A Igreja na era das mídias digitais

A Internet está mudando a forma como pensamos? Se a Rede muda a forma como pensamos, e a teologia é intellectus fidei, ou seja, “pensar a fé”, a pergunta é imediata: a Internet está mudando a forma como pensamos a fé? Está mudando – entre outras coisas – a nossa forma de pensar e viver o mistério e a experiência da Igreja?
Essas foram as primeiras indagações do padre jesuíta Antonio Spadaro, editor da revista Civiltà Cattolica e autor do livro Ciberteologia, Pensar o Cristianismo nos tempos da rede, recém-publicado em português, pela Editora Paulinas, durante a Conferência A semântica do Mistério de Igreja no contexto da(s) gramática(s) da midiatização, dentro da programação do XIII Simpósio Internacional IHU Igreja, cultura e sociedade. A semântica do Mistério da Igreja no contexto das novas gramáticas da civilização tecnocientífica, realizada ontem, 03, no auditório central da Unisinos.

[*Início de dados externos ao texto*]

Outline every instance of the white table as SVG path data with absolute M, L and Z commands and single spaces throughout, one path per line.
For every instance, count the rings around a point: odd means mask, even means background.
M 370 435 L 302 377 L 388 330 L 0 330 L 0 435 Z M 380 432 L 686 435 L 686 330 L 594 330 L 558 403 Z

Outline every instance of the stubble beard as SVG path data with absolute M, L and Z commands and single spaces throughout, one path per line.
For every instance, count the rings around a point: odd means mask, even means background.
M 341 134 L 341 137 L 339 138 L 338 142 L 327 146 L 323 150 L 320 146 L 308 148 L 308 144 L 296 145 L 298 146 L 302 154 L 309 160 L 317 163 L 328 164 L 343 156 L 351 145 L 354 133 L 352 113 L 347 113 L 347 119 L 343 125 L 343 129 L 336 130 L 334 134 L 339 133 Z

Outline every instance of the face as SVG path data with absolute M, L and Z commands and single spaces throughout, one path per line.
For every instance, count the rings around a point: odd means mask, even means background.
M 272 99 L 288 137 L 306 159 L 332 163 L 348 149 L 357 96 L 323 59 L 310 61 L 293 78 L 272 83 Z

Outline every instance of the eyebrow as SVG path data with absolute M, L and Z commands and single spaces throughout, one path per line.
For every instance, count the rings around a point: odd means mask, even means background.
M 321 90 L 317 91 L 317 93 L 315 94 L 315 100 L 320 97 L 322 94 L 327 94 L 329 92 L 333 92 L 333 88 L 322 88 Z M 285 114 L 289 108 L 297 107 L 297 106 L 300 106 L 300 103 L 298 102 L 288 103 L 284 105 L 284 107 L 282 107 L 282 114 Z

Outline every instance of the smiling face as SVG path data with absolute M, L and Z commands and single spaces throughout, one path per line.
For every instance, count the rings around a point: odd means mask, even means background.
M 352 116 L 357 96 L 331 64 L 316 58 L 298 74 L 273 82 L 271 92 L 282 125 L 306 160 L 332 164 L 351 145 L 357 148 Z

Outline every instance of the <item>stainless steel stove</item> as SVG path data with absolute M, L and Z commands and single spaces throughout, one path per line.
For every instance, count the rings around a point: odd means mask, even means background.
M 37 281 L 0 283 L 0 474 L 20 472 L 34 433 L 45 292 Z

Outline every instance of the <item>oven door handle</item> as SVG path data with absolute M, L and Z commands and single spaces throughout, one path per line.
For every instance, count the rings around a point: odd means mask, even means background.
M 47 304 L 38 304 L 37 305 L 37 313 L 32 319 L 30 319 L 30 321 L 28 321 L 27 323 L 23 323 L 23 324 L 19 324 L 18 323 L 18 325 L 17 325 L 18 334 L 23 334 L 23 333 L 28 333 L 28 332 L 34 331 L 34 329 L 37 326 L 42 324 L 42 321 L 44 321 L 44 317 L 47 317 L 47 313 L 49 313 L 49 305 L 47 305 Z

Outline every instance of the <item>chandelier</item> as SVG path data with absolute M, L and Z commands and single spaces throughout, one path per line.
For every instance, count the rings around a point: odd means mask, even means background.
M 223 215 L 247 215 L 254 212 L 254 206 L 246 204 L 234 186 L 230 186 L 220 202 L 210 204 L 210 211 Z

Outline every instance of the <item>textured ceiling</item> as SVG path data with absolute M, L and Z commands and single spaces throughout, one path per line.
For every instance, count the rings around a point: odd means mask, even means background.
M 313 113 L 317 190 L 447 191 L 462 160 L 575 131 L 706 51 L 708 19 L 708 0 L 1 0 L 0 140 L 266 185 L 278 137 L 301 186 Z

Bem-humorado, Spadaro atraiu a atenção do público que lotou o auditório, ao abordar de maneira clara e acessível o papel da religião e da religiosidade neste novo cenário que emerge da midiatização da sociedade e da chamada web 2.0. “Quando se fala em Internet e religião, aborda-se em nível sociológico ou tecnológico, mas raramente teológico. Logo, pretendo analisar teologicamente a rede. E esse é o grande desafio”, pondera o jesuíta.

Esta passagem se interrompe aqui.